Что касается Маронова, то он обычно не упускал возможности остаться ночевать в Москве и отдохнуть от семейной жизни. Как-то раз он возвращался из города и, не доезжая до своей дачи, остановился и зашел к Ахиллу, который в тот поздний час занимался тем, что гонял по бильярдному столу шары. Стали играть и вошли во вкус, и было уже много после полуночи, когда в дверь постучали: явилась Настена собственной персоной. Приди она с улицы, а не через боковую калитку, Настена увидела б машину мужа и ушла б домой, но теперь пришлось ей что-то щебетать, встревоженно поглядывая то на Маронова, то на Ахилла. Они продолжали играть, пока наконец Настена не сказала: «Пойдем, Олег, отвези меня домой». И вдруг Маронов ей ответил: «Нет. Как пришла, так и уходи. Не мешай нам играть. Мы отдыхаем». Маронову его дерзость, как он рассказал потом Ахиллу, стоила долгой ночной истерики. Ахилл же, едва Настена громко хлопнула дверью, сказал: «Дуэли на Красной речке не будет. Не подозревайте меня. И можете быть спокойны. Это полностью исключено». — «Да ведь летает же она, летает!» — сокрушенно сказал Маронов. — «Нет, — помотал головой Ахилл. — Здесь, со мной, не получится. Это вам мое слово». — «Ну и слава Богу, Ахилл. У вас есть чего выпить?» И когда они, стоя, выпили и стали жевать колбасу, Ахилл, поглядывая на растерянного Маронова, решил, что надо сказать еще несколько слов: «Вы благородно поступили, когда женились на ней после смерти Гамлета. Это всегда за вами. Если подумать, что Славик легко мог пропасть!.. Вы его сберегли. За это и я вам говорю спасибо. Когда-нибудь Славик это поймет». Глаза Маронова наполнились слезами. Вообще он был человек чувствительный, что обнаруживалось и в его сценариях.

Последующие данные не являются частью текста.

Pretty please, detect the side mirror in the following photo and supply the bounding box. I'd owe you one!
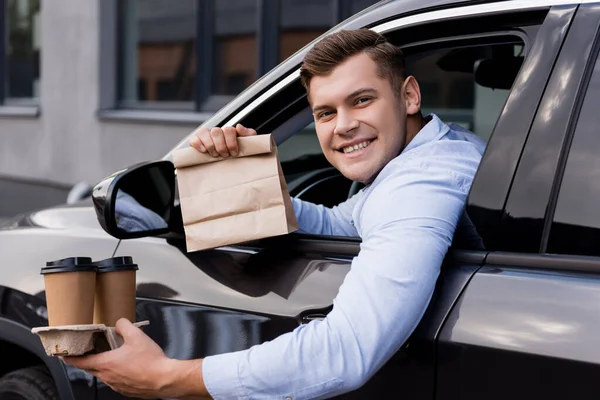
[92,161,175,239]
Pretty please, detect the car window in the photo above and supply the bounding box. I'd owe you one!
[278,38,524,162]
[547,50,600,256]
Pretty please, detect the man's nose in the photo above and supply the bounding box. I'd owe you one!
[333,111,359,135]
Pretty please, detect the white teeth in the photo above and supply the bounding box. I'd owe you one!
[342,140,371,153]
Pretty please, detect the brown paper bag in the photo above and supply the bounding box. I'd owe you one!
[173,135,298,252]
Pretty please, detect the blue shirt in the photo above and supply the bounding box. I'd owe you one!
[203,115,485,400]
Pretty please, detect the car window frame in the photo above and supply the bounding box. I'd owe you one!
[203,10,550,250]
[540,4,600,259]
[163,0,572,160]
[489,4,600,255]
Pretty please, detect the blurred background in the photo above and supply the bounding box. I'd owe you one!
[0,0,376,218]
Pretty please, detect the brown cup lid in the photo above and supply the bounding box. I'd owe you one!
[40,257,97,275]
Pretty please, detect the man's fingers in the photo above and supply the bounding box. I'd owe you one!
[235,124,256,136]
[223,126,239,157]
[198,129,219,157]
[190,135,206,153]
[115,318,142,343]
[210,128,229,157]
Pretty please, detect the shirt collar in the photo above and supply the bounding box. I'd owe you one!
[402,114,450,153]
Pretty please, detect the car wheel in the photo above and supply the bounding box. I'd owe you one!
[0,366,59,400]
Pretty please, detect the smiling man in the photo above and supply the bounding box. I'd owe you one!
[66,30,484,399]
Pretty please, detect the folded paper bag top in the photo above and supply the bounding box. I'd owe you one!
[173,135,274,168]
[173,135,298,252]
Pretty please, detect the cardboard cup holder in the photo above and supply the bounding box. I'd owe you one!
[31,321,150,356]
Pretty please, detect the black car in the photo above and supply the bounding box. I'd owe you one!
[0,0,600,400]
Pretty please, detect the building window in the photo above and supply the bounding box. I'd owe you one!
[117,0,198,110]
[0,0,41,104]
[115,0,376,112]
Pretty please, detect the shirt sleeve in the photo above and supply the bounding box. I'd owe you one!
[292,192,362,237]
[203,160,475,400]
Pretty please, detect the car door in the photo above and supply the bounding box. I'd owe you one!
[436,4,600,399]
[98,3,576,400]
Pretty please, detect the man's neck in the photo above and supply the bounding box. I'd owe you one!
[403,113,431,149]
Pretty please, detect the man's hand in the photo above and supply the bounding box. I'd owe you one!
[61,318,208,399]
[190,124,256,157]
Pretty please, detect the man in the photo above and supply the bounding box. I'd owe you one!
[67,30,484,399]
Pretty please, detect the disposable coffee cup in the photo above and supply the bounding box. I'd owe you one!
[41,257,96,326]
[94,257,138,327]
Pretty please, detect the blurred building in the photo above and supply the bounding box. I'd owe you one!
[0,0,376,216]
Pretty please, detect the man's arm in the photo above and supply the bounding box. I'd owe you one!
[203,160,474,399]
[292,193,362,237]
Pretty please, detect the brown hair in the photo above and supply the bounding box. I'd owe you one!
[300,29,406,93]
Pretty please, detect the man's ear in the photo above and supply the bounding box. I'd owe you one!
[402,76,421,115]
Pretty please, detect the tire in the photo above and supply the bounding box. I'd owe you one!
[0,366,59,400]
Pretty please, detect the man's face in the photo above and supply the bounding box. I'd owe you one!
[310,53,418,183]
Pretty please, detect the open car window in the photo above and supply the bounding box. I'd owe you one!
[278,36,525,214]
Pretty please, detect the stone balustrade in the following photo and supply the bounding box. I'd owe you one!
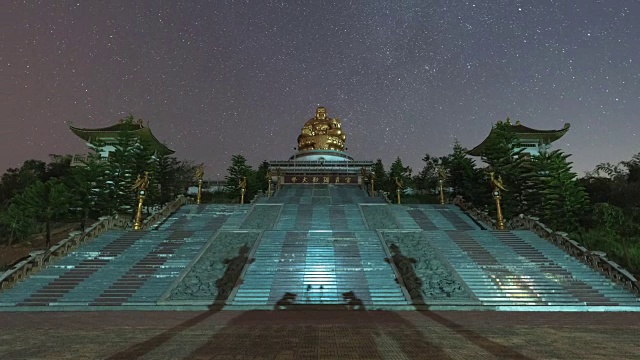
[453,196,640,295]
[0,195,188,289]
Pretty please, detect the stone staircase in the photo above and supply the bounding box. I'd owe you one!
[260,184,384,205]
[426,230,640,308]
[232,230,408,307]
[0,185,640,311]
[231,185,409,308]
[0,205,249,307]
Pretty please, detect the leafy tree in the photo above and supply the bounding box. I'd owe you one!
[413,154,446,194]
[43,154,73,181]
[0,204,34,246]
[14,178,69,248]
[156,155,196,204]
[387,157,412,193]
[0,160,47,206]
[224,155,257,201]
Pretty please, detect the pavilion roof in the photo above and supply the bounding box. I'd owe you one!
[467,119,571,156]
[69,121,175,155]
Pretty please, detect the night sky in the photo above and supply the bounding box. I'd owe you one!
[0,0,640,179]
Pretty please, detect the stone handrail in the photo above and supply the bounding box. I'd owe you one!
[0,216,127,289]
[142,195,189,230]
[453,195,497,229]
[0,195,187,289]
[453,196,640,295]
[507,214,640,294]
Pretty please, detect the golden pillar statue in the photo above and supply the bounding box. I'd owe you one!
[195,164,204,205]
[371,174,376,197]
[491,172,507,230]
[438,166,447,205]
[238,176,247,204]
[395,176,403,205]
[267,171,271,197]
[276,168,282,190]
[298,106,346,151]
[131,171,149,230]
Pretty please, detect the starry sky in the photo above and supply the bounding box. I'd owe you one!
[0,0,640,179]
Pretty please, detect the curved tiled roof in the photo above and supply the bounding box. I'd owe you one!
[69,122,175,155]
[467,121,571,156]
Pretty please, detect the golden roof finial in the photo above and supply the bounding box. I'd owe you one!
[298,106,346,151]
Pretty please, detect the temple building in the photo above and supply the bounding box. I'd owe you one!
[269,106,374,185]
[467,118,571,157]
[69,119,175,166]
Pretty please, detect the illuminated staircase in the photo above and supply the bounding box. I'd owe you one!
[0,205,248,307]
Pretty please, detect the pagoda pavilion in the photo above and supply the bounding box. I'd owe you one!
[467,118,571,157]
[69,119,175,166]
[269,106,374,185]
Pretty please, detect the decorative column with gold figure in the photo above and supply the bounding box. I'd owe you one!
[395,176,403,204]
[131,171,149,230]
[195,164,204,205]
[267,171,271,197]
[371,173,376,197]
[438,166,447,205]
[490,172,507,230]
[276,168,282,191]
[238,176,247,204]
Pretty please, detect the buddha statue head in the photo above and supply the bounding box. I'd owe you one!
[298,106,346,151]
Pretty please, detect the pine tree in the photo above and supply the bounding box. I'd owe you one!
[371,159,389,192]
[224,155,257,202]
[15,178,69,248]
[387,156,412,193]
[481,118,530,219]
[109,115,139,213]
[443,140,487,206]
[256,160,269,193]
[64,146,110,231]
[542,150,589,231]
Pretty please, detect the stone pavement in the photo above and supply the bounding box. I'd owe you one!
[0,310,640,360]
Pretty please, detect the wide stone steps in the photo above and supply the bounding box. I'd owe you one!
[391,205,480,231]
[274,204,366,231]
[232,231,408,307]
[260,184,384,205]
[427,230,640,306]
[0,205,242,306]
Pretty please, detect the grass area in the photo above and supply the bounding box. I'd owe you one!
[571,228,640,278]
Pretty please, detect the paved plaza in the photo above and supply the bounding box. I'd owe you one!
[0,310,640,360]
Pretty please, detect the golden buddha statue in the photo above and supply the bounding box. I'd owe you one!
[298,106,346,151]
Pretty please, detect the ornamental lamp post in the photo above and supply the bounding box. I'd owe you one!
[395,176,402,205]
[132,171,149,230]
[238,176,247,204]
[133,190,146,230]
[196,165,204,205]
[491,172,507,230]
[371,174,376,197]
[438,166,447,205]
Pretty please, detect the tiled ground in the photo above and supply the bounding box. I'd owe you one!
[0,311,640,360]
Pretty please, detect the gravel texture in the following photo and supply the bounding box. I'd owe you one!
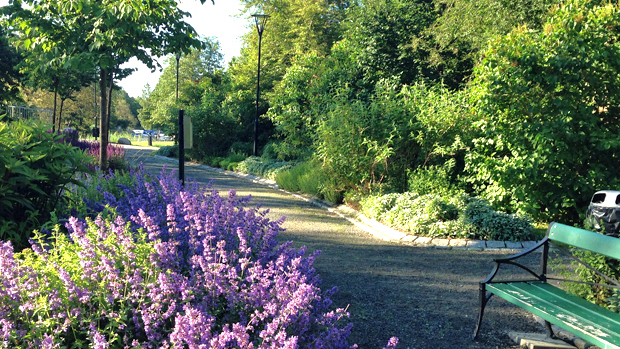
[126,147,560,349]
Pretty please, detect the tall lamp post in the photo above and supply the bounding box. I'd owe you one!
[252,13,269,156]
[176,52,185,186]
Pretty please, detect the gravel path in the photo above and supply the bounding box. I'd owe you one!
[126,147,544,349]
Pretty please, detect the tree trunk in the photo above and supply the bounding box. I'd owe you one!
[58,98,66,132]
[107,69,114,133]
[99,68,110,173]
[52,77,60,133]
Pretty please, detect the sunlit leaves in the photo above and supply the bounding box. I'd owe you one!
[468,0,620,222]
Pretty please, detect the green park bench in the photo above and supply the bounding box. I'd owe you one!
[473,223,620,348]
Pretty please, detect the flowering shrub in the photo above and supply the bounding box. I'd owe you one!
[0,169,380,348]
[0,120,88,249]
[64,137,129,171]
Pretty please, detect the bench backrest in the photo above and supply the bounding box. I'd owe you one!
[547,223,620,259]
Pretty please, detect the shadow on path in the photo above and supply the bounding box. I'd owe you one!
[126,149,543,349]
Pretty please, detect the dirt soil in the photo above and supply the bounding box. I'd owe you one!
[127,149,560,349]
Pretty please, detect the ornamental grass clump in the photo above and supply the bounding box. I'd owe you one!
[0,169,366,348]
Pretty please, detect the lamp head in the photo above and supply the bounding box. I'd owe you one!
[252,13,269,35]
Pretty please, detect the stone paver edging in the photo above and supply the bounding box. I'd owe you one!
[154,155,537,253]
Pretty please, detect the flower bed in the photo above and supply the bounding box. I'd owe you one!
[0,164,380,348]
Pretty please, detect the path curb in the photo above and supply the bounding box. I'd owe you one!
[153,155,538,253]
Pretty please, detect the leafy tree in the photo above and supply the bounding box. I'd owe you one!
[223,0,350,152]
[0,26,21,103]
[139,38,223,134]
[467,0,620,222]
[4,0,207,170]
[344,0,441,90]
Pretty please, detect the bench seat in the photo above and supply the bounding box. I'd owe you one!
[473,223,620,349]
[486,281,620,349]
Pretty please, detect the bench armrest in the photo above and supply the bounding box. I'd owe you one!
[480,237,549,284]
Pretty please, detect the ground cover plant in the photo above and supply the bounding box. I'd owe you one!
[360,192,536,241]
[0,162,395,348]
[0,121,88,249]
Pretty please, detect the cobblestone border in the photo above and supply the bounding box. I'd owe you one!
[143,151,538,253]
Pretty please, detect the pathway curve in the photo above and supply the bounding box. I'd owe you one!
[126,147,543,349]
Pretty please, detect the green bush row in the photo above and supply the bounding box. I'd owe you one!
[0,121,88,250]
[236,156,295,180]
[360,192,535,241]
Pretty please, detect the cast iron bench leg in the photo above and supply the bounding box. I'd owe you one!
[472,283,493,340]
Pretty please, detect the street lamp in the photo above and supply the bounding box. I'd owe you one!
[252,14,269,156]
[176,52,185,186]
[176,52,181,104]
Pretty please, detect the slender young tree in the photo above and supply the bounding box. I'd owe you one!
[4,0,204,171]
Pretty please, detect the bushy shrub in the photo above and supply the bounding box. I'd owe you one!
[155,145,179,158]
[208,156,224,167]
[0,165,364,348]
[218,154,246,170]
[226,162,239,171]
[237,156,295,180]
[261,142,278,160]
[275,161,343,204]
[70,140,129,171]
[0,121,88,249]
[408,159,458,195]
[466,0,620,224]
[463,198,535,241]
[230,142,254,158]
[360,192,534,241]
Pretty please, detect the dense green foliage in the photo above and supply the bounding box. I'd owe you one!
[360,192,534,241]
[0,122,87,248]
[6,0,620,239]
[467,1,620,222]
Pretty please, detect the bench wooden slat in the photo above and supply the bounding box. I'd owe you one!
[548,223,620,259]
[486,281,620,349]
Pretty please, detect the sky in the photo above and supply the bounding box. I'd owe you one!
[118,0,251,97]
[0,0,251,97]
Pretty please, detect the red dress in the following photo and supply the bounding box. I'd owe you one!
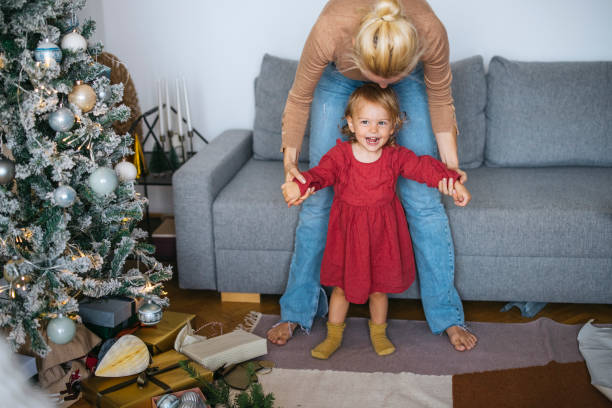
[298,140,459,303]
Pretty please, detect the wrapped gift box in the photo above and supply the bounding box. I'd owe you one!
[79,297,143,328]
[181,330,268,371]
[134,310,195,355]
[81,350,213,408]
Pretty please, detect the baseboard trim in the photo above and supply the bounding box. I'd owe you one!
[221,292,261,303]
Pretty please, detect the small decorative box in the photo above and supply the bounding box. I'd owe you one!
[181,330,268,371]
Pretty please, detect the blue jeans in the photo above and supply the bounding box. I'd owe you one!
[280,64,464,334]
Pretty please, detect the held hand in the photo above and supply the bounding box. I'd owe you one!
[281,181,300,207]
[281,162,314,207]
[452,183,472,207]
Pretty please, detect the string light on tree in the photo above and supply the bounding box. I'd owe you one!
[68,81,96,113]
[115,159,138,181]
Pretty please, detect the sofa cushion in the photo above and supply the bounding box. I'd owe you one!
[253,54,310,161]
[485,57,612,167]
[451,55,487,169]
[444,167,612,258]
[253,54,487,168]
[213,159,300,251]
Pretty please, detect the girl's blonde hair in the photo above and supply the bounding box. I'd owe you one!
[341,83,406,146]
[352,0,422,78]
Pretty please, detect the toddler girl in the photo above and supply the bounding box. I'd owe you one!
[282,84,471,359]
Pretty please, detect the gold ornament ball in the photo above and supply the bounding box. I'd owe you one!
[68,81,96,113]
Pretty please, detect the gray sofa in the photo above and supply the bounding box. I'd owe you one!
[173,55,612,303]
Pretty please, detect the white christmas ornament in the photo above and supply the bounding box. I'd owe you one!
[53,186,76,208]
[96,334,151,377]
[47,315,76,344]
[89,167,119,196]
[61,31,87,52]
[115,161,138,181]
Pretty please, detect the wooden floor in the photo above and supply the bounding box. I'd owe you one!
[73,270,612,408]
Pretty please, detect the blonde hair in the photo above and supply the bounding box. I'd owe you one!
[352,0,422,78]
[341,83,406,146]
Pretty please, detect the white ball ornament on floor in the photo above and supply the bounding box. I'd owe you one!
[115,161,138,181]
[47,315,76,344]
[49,107,74,132]
[68,81,96,113]
[53,186,76,208]
[61,31,87,52]
[34,38,62,63]
[0,157,15,185]
[89,167,119,196]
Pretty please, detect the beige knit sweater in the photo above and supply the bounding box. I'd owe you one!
[281,0,457,152]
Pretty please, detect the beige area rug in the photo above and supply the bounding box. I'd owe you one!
[259,368,453,408]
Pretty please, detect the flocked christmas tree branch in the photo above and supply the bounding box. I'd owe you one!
[0,0,172,356]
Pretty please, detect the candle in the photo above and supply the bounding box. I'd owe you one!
[164,80,172,134]
[176,78,183,136]
[183,78,193,132]
[157,79,166,137]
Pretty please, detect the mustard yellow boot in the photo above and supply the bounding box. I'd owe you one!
[368,320,395,356]
[310,322,346,360]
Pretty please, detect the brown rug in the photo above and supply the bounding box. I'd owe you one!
[453,361,612,408]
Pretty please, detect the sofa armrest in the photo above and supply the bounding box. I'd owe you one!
[172,129,253,290]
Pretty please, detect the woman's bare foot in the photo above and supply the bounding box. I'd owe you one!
[446,326,478,351]
[267,322,297,346]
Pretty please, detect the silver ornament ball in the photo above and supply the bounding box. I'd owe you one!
[53,186,76,208]
[156,394,179,408]
[0,157,15,185]
[115,161,138,181]
[47,315,76,344]
[61,30,87,52]
[34,38,62,63]
[138,301,163,326]
[49,107,74,132]
[89,167,119,196]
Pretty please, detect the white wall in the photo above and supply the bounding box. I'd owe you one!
[81,0,612,213]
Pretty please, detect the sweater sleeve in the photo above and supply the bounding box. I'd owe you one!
[281,17,334,155]
[397,146,460,188]
[293,147,341,195]
[421,17,458,134]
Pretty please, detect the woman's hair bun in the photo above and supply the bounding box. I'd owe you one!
[374,0,402,21]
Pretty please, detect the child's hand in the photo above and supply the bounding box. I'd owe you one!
[452,182,472,207]
[281,181,301,207]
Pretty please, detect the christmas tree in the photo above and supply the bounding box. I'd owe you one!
[0,0,172,356]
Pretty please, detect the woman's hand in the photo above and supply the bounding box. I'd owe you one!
[281,147,314,207]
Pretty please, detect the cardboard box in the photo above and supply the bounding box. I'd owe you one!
[81,350,213,408]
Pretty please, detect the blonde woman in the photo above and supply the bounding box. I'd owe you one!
[268,0,476,351]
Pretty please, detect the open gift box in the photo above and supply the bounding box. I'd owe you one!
[81,350,213,408]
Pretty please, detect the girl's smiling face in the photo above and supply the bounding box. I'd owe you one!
[346,100,394,153]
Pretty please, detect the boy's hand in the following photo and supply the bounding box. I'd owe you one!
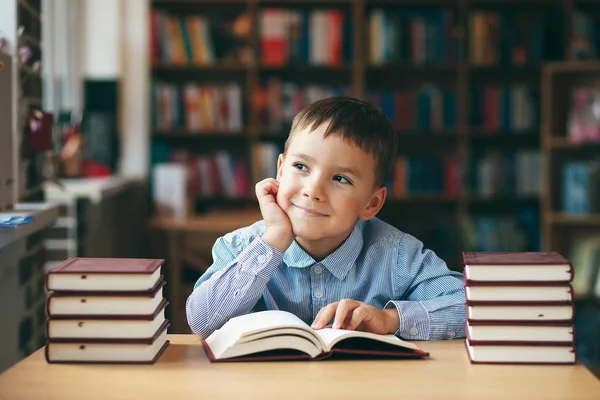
[255,178,294,252]
[311,299,400,335]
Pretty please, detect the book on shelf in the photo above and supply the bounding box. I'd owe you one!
[561,160,600,214]
[366,7,458,65]
[463,252,573,283]
[258,8,353,67]
[203,310,429,362]
[46,257,164,292]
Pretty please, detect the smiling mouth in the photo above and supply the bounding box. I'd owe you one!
[294,205,327,217]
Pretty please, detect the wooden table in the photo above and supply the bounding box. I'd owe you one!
[0,335,600,400]
[149,206,262,333]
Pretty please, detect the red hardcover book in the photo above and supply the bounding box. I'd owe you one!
[46,257,165,292]
[46,299,169,342]
[465,321,575,346]
[465,301,575,323]
[203,310,429,362]
[465,339,577,364]
[46,277,166,318]
[465,282,573,304]
[44,321,170,364]
[462,251,573,284]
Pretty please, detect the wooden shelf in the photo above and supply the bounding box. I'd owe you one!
[547,212,600,228]
[468,194,540,205]
[385,193,460,206]
[152,129,248,139]
[549,137,600,150]
[367,62,459,73]
[19,0,41,20]
[146,0,600,260]
[152,62,252,71]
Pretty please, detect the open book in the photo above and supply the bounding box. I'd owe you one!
[203,310,429,362]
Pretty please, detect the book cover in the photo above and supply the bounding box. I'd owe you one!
[46,257,164,292]
[44,321,170,364]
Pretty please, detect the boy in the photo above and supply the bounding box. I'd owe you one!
[186,97,465,340]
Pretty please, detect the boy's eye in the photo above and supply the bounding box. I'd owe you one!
[293,163,307,171]
[333,175,352,185]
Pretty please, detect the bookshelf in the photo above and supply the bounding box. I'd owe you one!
[541,61,600,375]
[149,0,598,270]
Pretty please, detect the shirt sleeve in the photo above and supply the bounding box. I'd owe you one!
[185,234,283,338]
[385,234,466,340]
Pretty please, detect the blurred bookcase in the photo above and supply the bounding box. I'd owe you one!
[149,0,600,270]
[541,61,600,376]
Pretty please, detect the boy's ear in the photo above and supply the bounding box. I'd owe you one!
[276,153,285,180]
[358,186,387,221]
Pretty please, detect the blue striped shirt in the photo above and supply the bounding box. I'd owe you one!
[186,218,465,340]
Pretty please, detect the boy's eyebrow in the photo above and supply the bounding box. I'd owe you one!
[291,153,361,178]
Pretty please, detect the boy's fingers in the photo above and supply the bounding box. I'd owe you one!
[333,299,359,329]
[311,302,338,329]
[344,306,369,331]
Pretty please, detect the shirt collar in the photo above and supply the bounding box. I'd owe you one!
[283,220,364,280]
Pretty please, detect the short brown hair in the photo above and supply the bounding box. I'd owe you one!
[283,97,398,187]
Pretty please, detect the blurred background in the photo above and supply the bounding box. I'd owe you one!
[0,0,600,375]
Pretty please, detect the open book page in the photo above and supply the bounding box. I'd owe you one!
[206,310,321,359]
[315,328,419,352]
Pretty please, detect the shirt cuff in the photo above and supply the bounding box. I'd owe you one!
[384,300,431,340]
[238,237,283,280]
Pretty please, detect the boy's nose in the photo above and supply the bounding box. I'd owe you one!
[302,179,324,201]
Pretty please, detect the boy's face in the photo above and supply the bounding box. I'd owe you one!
[277,125,386,250]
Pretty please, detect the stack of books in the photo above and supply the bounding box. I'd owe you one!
[463,252,577,364]
[45,258,170,363]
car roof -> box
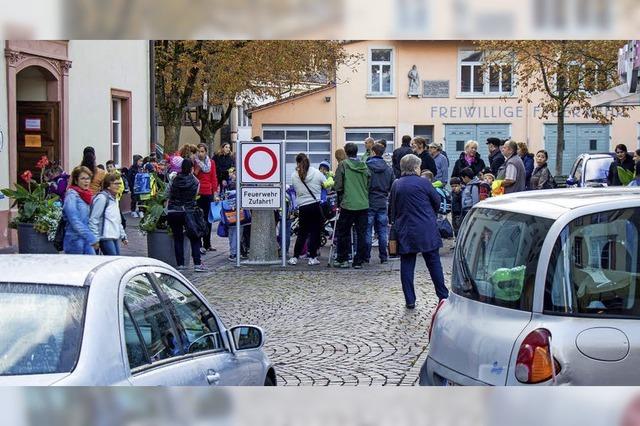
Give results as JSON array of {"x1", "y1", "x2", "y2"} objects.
[
  {"x1": 0, "y1": 254, "x2": 167, "y2": 286},
  {"x1": 476, "y1": 187, "x2": 640, "y2": 219}
]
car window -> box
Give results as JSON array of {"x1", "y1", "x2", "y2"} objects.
[
  {"x1": 584, "y1": 157, "x2": 613, "y2": 182},
  {"x1": 124, "y1": 307, "x2": 150, "y2": 368},
  {"x1": 155, "y1": 273, "x2": 224, "y2": 353},
  {"x1": 0, "y1": 282, "x2": 87, "y2": 376},
  {"x1": 545, "y1": 208, "x2": 640, "y2": 318},
  {"x1": 124, "y1": 274, "x2": 182, "y2": 362},
  {"x1": 452, "y1": 209, "x2": 553, "y2": 311}
]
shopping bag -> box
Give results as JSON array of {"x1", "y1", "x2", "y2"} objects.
[{"x1": 208, "y1": 201, "x2": 222, "y2": 223}]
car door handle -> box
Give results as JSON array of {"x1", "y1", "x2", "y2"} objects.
[{"x1": 207, "y1": 370, "x2": 220, "y2": 385}]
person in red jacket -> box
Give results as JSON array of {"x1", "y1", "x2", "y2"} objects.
[{"x1": 194, "y1": 143, "x2": 218, "y2": 254}]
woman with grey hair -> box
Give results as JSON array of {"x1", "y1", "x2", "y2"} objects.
[{"x1": 389, "y1": 154, "x2": 449, "y2": 309}]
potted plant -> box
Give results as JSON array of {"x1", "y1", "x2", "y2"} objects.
[
  {"x1": 2, "y1": 156, "x2": 62, "y2": 253},
  {"x1": 138, "y1": 173, "x2": 191, "y2": 267}
]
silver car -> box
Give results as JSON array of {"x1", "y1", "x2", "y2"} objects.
[
  {"x1": 420, "y1": 188, "x2": 640, "y2": 386},
  {"x1": 0, "y1": 255, "x2": 276, "y2": 386}
]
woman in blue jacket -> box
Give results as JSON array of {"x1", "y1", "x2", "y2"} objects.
[
  {"x1": 62, "y1": 166, "x2": 99, "y2": 254},
  {"x1": 389, "y1": 154, "x2": 449, "y2": 309}
]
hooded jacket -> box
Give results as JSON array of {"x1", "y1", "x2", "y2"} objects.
[
  {"x1": 167, "y1": 173, "x2": 200, "y2": 212},
  {"x1": 334, "y1": 158, "x2": 371, "y2": 210},
  {"x1": 367, "y1": 156, "x2": 394, "y2": 211}
]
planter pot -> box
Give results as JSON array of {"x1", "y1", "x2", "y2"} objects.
[
  {"x1": 18, "y1": 223, "x2": 58, "y2": 254},
  {"x1": 147, "y1": 229, "x2": 191, "y2": 268}
]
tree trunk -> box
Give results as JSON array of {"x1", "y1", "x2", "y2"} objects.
[
  {"x1": 163, "y1": 121, "x2": 182, "y2": 154},
  {"x1": 249, "y1": 210, "x2": 278, "y2": 262},
  {"x1": 556, "y1": 108, "x2": 564, "y2": 176}
]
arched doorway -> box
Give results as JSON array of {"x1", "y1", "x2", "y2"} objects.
[{"x1": 15, "y1": 65, "x2": 62, "y2": 182}]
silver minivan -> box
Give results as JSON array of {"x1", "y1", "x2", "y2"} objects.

С той поры Маронов стал относиться к соседу с какой-то трогательной заботливостью, и знаки его внимания постоянно сопутствовали жизни Ахилла в Красном: Маронов всегда старался привезти его на дачу и отвезти в Москву на своей машине, доставал для него продукты в писательском распределителе, брал на себя заботы о дачных бытовых делах. Принадлежащий миру кино, Маронов не раз и не два устраивал для Ахилла работу: заказы на киномузыку были тем, что позволяло ему безбедно существовать.

Настена же продолжала свое. При том, что она, конечно, по временам «летала» с кем-то и где-то, соблазнить Ахилла стало для нее, по-видимому, делом ее женской чести. К тому же она вошла в роль, чувство досады от недостижимого давало ей повод «переживать», то есть жалеть себя, раздражаться на ближних и ревновать — Ахилла к сыну и мужу, а их обоих — к Ахиллу. И, в общем, ей не было скучно. Ахилла эта ситуация не очень тяготила и всякий раз давала лишний повод взглянуть на себя со стороны и с иронией.